(KCPW News) A bill that makes adjustments to Utah’s environmental boards passed through committee yesterday, despite wide concern from opponents who fear the public could lose its voice. Republican Senator Margaret Dayton says her bill is needed to shrink the size of the Department of Environmental Quality boards that control air, water and hazardous waste, which she says have become too large. Her bill would also change the way appeals are heard, bringing in administrative law judges and giving more authority to the department director.
“The membership of these boards has been kind of put together in a patchwork fashion, where somebody one session proposes ‘I think we should have a person representing this group on a board,’ and in response to that the next year somebody says ‘I think we need to have somebody else representing this,’ and somehow our boards have become quite large and ungainly.

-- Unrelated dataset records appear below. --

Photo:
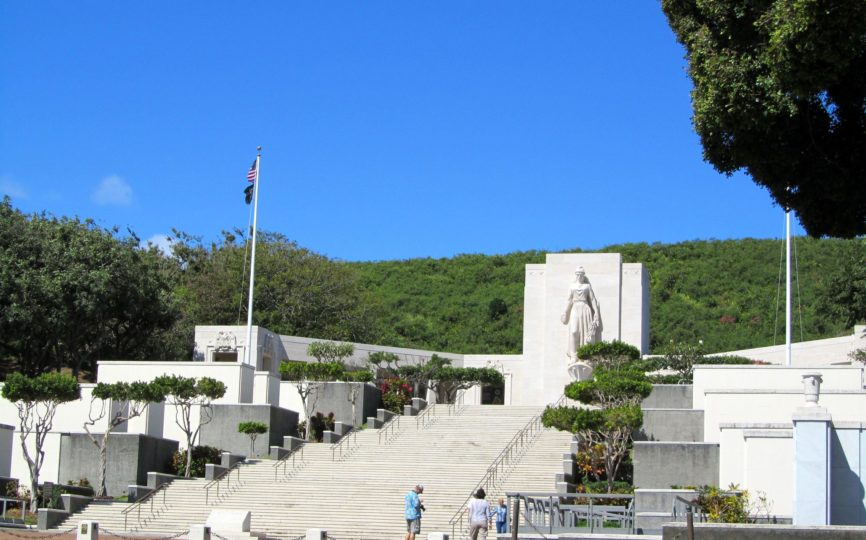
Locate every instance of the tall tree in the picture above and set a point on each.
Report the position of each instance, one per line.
(37, 399)
(72, 292)
(309, 379)
(298, 292)
(187, 393)
(117, 403)
(614, 396)
(779, 90)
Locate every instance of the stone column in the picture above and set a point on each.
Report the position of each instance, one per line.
(812, 458)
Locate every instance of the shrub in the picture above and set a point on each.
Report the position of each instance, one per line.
(608, 354)
(730, 506)
(201, 455)
(396, 392)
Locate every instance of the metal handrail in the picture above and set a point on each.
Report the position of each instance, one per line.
(425, 418)
(512, 452)
(284, 461)
(138, 504)
(225, 475)
(389, 428)
(344, 440)
(559, 511)
(458, 404)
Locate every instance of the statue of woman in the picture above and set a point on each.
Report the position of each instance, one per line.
(582, 314)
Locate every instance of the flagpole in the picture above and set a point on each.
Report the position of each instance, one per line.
(248, 350)
(788, 287)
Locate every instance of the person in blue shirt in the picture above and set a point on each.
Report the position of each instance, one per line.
(500, 514)
(413, 512)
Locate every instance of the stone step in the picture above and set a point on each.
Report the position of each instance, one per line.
(449, 457)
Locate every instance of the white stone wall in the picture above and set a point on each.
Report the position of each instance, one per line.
(291, 399)
(819, 352)
(774, 406)
(770, 378)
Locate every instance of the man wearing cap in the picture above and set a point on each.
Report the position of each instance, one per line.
(413, 512)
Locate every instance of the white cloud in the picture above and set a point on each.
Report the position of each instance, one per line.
(161, 241)
(12, 188)
(113, 190)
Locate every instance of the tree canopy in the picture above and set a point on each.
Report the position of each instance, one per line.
(36, 399)
(72, 292)
(298, 292)
(779, 91)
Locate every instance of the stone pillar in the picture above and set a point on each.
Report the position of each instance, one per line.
(88, 530)
(812, 461)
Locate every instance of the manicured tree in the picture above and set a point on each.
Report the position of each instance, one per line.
(616, 396)
(610, 354)
(356, 381)
(37, 399)
(119, 402)
(187, 392)
(328, 351)
(446, 380)
(253, 430)
(308, 378)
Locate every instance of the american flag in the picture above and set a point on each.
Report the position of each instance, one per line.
(251, 174)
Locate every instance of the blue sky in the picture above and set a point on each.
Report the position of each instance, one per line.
(390, 130)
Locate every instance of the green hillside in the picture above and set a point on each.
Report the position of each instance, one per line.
(726, 293)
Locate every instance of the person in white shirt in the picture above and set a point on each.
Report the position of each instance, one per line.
(479, 516)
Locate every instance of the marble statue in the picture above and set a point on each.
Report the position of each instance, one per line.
(582, 314)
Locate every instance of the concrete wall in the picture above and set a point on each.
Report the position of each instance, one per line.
(684, 425)
(7, 438)
(848, 474)
(771, 378)
(237, 377)
(51, 465)
(665, 464)
(726, 531)
(69, 416)
(222, 431)
(130, 458)
(669, 396)
(763, 406)
(333, 397)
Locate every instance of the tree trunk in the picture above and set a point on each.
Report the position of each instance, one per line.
(102, 491)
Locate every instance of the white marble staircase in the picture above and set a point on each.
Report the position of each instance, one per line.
(361, 496)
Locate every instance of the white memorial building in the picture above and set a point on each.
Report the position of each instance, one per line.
(807, 457)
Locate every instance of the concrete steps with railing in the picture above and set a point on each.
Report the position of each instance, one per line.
(361, 496)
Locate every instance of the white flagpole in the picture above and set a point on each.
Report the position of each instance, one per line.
(787, 287)
(248, 349)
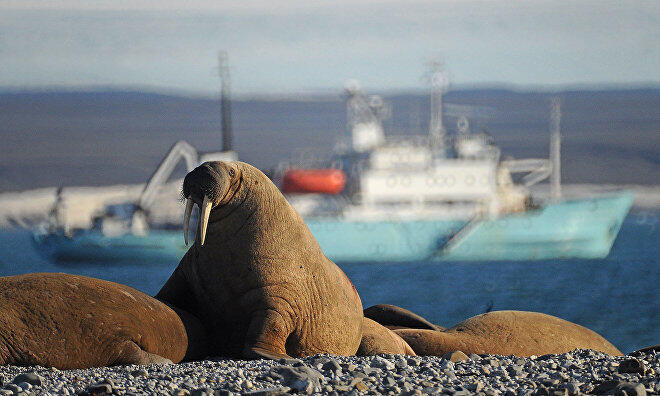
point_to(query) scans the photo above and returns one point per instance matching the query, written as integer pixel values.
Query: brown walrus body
(256, 276)
(394, 317)
(70, 321)
(378, 339)
(516, 333)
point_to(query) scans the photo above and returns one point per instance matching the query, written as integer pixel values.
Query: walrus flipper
(177, 290)
(131, 353)
(266, 336)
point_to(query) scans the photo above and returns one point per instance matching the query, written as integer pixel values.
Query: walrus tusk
(186, 218)
(204, 218)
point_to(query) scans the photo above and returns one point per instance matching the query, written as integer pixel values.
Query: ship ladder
(461, 235)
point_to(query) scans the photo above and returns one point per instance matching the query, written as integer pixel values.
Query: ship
(389, 199)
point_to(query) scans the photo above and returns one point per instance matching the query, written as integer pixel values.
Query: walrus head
(210, 185)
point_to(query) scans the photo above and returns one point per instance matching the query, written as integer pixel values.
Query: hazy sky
(294, 46)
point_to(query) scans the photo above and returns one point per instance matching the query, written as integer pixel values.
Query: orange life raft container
(325, 181)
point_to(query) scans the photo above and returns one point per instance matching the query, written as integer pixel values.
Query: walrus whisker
(186, 218)
(204, 219)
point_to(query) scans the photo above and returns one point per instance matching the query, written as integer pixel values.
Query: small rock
(630, 389)
(332, 366)
(605, 387)
(631, 366)
(572, 388)
(99, 389)
(456, 356)
(361, 386)
(276, 391)
(382, 363)
(13, 388)
(291, 362)
(140, 373)
(31, 378)
(25, 386)
(203, 392)
(302, 378)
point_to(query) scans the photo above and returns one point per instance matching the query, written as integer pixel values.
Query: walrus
(378, 339)
(516, 333)
(394, 317)
(255, 275)
(70, 321)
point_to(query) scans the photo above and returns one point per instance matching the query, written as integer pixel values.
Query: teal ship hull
(580, 228)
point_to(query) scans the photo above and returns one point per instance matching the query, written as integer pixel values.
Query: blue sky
(315, 46)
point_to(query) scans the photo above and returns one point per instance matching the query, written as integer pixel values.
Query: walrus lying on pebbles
(69, 321)
(394, 317)
(378, 339)
(256, 276)
(507, 333)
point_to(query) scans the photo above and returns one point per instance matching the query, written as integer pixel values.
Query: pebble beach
(577, 372)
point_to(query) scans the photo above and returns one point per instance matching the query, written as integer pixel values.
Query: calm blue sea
(619, 296)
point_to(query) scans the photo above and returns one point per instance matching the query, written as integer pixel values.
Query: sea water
(618, 297)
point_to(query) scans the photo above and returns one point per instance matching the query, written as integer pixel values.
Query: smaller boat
(323, 181)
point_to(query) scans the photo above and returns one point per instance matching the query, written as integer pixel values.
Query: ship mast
(225, 101)
(439, 85)
(555, 148)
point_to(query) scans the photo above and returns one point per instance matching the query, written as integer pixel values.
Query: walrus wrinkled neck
(254, 212)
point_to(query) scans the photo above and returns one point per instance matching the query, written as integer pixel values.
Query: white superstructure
(418, 176)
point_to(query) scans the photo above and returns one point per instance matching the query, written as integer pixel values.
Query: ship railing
(537, 169)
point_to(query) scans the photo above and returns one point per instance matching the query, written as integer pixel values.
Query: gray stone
(275, 391)
(382, 363)
(31, 378)
(332, 366)
(630, 389)
(202, 392)
(13, 388)
(100, 389)
(290, 362)
(301, 378)
(456, 356)
(573, 388)
(631, 366)
(25, 386)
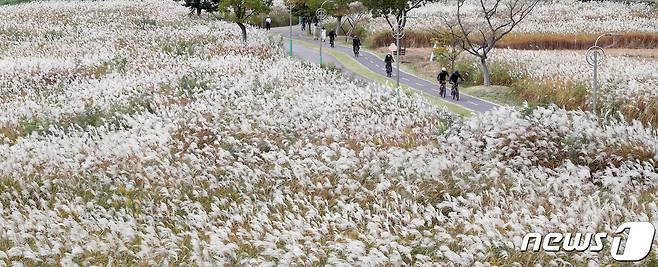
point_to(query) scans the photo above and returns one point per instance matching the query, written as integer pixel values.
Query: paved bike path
(376, 64)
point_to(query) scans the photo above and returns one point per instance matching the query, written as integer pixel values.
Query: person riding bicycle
(356, 45)
(442, 78)
(268, 23)
(454, 80)
(389, 65)
(332, 38)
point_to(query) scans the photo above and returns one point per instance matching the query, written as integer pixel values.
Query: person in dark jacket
(356, 45)
(389, 65)
(442, 78)
(454, 80)
(332, 37)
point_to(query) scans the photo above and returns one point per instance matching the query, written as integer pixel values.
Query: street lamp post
(595, 57)
(290, 6)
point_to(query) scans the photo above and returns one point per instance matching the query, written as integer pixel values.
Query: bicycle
(442, 89)
(455, 91)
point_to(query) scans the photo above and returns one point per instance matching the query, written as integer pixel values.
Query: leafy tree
(495, 19)
(240, 11)
(397, 9)
(356, 12)
(448, 45)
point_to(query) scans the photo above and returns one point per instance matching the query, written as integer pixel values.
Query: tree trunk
(486, 76)
(243, 28)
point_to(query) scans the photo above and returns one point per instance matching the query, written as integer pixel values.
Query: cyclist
(356, 45)
(389, 65)
(268, 23)
(332, 38)
(442, 78)
(454, 80)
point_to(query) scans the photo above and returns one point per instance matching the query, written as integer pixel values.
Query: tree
(448, 46)
(356, 12)
(196, 6)
(495, 19)
(240, 11)
(396, 8)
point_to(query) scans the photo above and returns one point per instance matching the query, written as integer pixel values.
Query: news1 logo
(638, 243)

They are about twice as big as the other boards in other states,” said Dayton.
Dayton says her bill is an attempt to narrow the focus of the boards, but Cherise Udell, president of Utah Moms for Clean Air, says she believes that means industry will get more voices at the table.
“They were already weighted towards industry, and now with these changes it’s even going to be more heavily weighted towards industry. I probably can’t find anybody who is going to say that industry is going to interested in protecting public health over their bottom line,” Udell says.
The bill passed with a 9-1 vote and will now be voted on by the full House of Representatives, the final step before going to Governor Gary Herbert for his signature. The legislation was amended in the Senate to ensure environmental groups would have a seat on the DEQ boards.